# How to purchase municipal equipment??



## CK82 (Sep 17, 2005)

Hey guys, a larger snow plow contractor I know of, purchases various equipment from municipals (loaders, dump trucks, etc.) 

Have any of your purchased municipal equipment and if so how to I go about finding equipment and purchasing?

Thanks!


----------



## SnowGuy73 (Apr 7, 2003)

Auctions...


----------



## peteo1 (Jul 4, 2011)

Govdeals.com is a good place to start.


----------



## tjctransport (Nov 22, 2008)

here are 4 sites i use:
govdeals.com
usgovbid.com
ironplanet.com
govliquidation.com


----------



## CK82 (Sep 17, 2005)

Thanks for the website links and info. I have purchased a skid loader from Ironplant a few years back, transaction went well.

How or where do I find Auctions to attend? Whether there online or a physical location I would have to be in person.

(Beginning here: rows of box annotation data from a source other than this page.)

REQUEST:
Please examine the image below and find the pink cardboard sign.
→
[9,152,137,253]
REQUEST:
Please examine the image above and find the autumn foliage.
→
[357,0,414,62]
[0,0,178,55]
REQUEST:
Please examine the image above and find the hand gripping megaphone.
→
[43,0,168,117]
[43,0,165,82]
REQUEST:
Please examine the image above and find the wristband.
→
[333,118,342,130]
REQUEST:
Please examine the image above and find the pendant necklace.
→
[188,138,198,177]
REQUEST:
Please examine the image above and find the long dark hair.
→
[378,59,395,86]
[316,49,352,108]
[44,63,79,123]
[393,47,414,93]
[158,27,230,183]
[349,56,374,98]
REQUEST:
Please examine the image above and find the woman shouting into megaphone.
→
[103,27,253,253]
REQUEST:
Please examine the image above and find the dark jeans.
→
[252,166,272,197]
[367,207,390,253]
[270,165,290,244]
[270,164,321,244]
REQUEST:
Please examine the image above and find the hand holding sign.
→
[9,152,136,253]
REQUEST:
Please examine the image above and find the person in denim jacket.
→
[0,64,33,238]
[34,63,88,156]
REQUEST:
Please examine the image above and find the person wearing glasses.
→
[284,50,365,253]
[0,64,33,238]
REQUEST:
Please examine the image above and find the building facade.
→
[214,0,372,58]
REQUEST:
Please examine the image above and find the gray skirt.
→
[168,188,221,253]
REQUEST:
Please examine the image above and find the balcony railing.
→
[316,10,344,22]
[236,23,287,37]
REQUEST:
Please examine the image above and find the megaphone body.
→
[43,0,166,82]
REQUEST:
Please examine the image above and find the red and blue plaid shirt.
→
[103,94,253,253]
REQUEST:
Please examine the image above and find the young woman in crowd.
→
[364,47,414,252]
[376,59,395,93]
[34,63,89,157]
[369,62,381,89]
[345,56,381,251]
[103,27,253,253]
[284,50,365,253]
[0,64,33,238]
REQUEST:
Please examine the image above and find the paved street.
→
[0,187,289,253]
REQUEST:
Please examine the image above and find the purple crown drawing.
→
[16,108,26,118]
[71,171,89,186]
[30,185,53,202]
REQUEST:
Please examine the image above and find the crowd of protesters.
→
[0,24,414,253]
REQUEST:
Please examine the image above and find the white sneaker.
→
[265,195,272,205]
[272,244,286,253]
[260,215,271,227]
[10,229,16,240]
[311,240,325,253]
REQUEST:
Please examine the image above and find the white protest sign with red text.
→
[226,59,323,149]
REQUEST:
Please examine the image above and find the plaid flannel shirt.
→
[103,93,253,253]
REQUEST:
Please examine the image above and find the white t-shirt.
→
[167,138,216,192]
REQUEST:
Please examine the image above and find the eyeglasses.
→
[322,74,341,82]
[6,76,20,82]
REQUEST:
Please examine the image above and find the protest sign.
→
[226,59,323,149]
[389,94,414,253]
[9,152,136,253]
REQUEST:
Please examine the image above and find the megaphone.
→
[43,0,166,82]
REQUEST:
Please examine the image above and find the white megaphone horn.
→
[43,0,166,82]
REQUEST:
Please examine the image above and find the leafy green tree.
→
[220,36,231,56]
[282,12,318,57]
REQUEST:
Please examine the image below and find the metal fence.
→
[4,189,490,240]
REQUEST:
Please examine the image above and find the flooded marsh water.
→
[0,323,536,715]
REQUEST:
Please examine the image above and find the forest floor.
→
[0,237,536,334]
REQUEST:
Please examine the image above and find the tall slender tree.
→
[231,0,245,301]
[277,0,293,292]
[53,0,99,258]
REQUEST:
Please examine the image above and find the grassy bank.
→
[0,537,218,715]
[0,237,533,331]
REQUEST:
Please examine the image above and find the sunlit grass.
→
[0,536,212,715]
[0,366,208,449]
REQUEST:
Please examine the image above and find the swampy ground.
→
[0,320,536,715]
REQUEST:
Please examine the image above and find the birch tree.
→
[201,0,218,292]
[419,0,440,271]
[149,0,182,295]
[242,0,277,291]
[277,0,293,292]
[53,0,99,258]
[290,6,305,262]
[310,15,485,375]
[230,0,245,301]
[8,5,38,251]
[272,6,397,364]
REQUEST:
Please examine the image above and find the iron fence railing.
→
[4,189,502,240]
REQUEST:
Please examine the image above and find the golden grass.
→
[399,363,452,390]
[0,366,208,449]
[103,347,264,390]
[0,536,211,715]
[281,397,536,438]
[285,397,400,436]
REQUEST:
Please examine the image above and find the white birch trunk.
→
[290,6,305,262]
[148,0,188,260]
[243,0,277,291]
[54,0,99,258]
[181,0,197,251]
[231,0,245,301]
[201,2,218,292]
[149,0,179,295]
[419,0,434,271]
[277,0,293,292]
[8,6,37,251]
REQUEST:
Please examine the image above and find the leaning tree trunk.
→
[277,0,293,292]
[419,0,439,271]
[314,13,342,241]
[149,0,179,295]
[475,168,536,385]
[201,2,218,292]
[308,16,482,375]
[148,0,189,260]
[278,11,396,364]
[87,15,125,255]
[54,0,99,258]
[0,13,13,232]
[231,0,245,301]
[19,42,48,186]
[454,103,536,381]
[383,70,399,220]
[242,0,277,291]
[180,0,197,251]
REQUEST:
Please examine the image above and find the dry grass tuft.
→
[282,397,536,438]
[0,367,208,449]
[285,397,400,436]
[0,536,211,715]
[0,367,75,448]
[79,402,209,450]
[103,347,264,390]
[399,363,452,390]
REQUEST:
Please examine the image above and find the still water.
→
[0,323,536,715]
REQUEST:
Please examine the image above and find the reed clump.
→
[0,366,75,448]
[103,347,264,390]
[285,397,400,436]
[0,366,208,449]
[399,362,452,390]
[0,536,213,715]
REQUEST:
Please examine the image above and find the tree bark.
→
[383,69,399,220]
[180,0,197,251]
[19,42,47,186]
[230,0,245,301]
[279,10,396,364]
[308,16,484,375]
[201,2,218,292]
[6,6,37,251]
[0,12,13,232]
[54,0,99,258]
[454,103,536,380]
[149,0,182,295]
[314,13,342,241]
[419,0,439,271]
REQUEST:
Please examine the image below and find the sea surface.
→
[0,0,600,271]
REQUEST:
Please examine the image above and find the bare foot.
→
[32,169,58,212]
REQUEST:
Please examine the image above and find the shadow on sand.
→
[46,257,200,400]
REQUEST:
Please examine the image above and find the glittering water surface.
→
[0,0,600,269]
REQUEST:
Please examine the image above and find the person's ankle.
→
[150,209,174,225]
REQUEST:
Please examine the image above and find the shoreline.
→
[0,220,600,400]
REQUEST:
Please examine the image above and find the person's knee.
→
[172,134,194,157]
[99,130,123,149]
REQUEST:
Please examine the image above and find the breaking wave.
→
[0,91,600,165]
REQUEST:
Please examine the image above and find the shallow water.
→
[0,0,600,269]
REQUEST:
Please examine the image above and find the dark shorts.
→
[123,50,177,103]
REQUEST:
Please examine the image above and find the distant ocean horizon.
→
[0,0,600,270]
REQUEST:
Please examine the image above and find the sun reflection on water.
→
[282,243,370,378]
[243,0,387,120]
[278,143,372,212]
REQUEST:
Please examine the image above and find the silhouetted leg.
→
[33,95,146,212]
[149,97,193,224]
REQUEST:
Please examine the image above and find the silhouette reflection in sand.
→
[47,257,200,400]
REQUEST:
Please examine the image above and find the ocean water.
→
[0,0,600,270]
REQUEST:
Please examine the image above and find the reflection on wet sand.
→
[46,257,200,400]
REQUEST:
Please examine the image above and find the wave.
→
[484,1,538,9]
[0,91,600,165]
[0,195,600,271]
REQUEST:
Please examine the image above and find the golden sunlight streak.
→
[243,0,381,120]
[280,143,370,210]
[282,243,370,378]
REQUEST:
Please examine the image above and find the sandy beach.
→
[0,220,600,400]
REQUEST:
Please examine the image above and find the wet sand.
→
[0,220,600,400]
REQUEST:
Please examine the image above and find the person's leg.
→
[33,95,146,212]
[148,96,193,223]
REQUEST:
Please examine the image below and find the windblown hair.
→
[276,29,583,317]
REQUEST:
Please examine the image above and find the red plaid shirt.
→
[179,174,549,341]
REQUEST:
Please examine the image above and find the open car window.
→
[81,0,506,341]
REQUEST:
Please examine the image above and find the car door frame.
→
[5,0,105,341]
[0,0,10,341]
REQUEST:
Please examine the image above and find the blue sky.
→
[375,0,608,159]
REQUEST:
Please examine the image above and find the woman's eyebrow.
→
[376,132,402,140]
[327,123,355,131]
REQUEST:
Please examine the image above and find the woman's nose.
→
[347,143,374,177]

Anyone purchased through Richtie Bro's Auctions?

Thank!


----------



## cat320 (Aug 25, 2000)

when my town gets ride of there stuff they just park it in a certain area but a a banner from the street beside listing in paper and have a sealed bid auction


----------



## tjctransport (Nov 22, 2008)

http://www.equipmentfacts.com/index...w=year&task=year.listevents&Itemid=85&lang=en
this website lists all the major auction house sales. 
i have dealt with Ritchie Bros and never had any issues with them.


----------



## mercer_me (Sep 13, 2008)

cat320;1843897 said:


> when my town gets ride of there stuff they just park it in a certain area but a a banner from the street beside listing in paper and have a sealed bid auction


That's how most of the towns in my area do it to. Maine DOT has a big yard they bring all of their "old" equipment to and they auction it off twice a year after they let municipalities and non profit groups have first dibs on it.


----------



## Team_Arctic (Feb 24, 2008)

Watch the state and local news papers for sealed bid requests. Stop at the local shop and ask them when they will be sending off the next item, where is it going. Also watch to see who is building the new trucks for them. Alot of the old stuff gets traded in to the body builder. For the equipment side of things it depends on your local govs money position. If they run a tighter ship they may own their stuff and keep it a long long time. If they have a little more money there is s good chance they are on a lease program with deere,cat,komatsu ect. Then you need to make friends with your salesman and find out when the next batch of lease returns are comming.


----------